At 0700 AEDT on Wednesday, the local unit was trading at 78.21 US cents, up from 77.97 cents on Tuesday.
Early on Wednesday morning, it peaked at 78.30 US cents, the currency’s highest level since February 10.
Eurogroup head, Jeroen Dijsselbloem, has given Greece the rest of the week to request an extension to its bailout program that expires at the end of February, after talks broke down on Monday.
BK Asset Management, MD, Boris Schlossberg, said markets shrugged off the saga of Greece’s debt negotiations and focused instead on some positive economic data.
The German ZEW consumer confidence rose in February for the fourth consecutive month, which suggests that investors are feeling considerably more positive about the prospects for economic growth.

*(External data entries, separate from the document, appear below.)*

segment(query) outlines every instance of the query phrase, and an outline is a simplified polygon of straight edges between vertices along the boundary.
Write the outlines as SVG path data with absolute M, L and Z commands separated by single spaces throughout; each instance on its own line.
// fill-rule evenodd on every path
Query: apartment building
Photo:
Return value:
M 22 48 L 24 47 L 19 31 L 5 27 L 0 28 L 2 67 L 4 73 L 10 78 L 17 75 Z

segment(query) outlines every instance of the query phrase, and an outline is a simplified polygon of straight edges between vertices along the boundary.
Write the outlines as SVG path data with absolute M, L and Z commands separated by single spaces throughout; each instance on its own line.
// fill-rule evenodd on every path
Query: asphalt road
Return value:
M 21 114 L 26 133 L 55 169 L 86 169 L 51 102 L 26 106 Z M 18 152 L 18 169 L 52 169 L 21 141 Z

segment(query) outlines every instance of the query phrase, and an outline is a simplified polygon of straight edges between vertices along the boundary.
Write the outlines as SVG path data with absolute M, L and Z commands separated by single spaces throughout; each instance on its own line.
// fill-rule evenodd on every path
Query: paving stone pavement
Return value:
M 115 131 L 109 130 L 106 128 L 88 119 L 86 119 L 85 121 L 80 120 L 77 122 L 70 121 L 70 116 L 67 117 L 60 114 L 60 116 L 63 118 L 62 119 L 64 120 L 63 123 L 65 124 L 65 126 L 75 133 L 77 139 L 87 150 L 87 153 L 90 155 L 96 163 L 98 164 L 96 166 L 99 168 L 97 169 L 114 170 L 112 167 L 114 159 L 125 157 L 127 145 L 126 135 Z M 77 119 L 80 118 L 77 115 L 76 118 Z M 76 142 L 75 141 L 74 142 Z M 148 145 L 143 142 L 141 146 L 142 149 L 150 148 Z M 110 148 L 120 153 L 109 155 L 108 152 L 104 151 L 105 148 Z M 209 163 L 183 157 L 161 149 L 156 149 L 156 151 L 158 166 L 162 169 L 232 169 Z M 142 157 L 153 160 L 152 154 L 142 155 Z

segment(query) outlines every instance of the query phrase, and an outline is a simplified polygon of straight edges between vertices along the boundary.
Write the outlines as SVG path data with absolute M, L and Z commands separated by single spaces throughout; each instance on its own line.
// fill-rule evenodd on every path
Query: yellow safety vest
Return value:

“The markets have assumed that some sort of deal will be struck and have decided to focus on the broader eurozone issues instead,” Schlossberg said. “As to Greece, it appears that the parties will continue their standoff until the last possible moment with the February 28 deadline looming as the final due date.”
On Tuesday, the Australian dollar rose above 78 US cents after the Reserve Bank minutes indicated that the RBA is in no rush to cut the cash rate again. Key economic data out on Wednesday include the Westpac-Melbourne Institute Leading Indexes of Economic Activity.
After that, the focus for markets will be on the release of the minutes of the US Federal Reserve’s January 27-28 policy meeting, due out early Thursday morning, Australian time.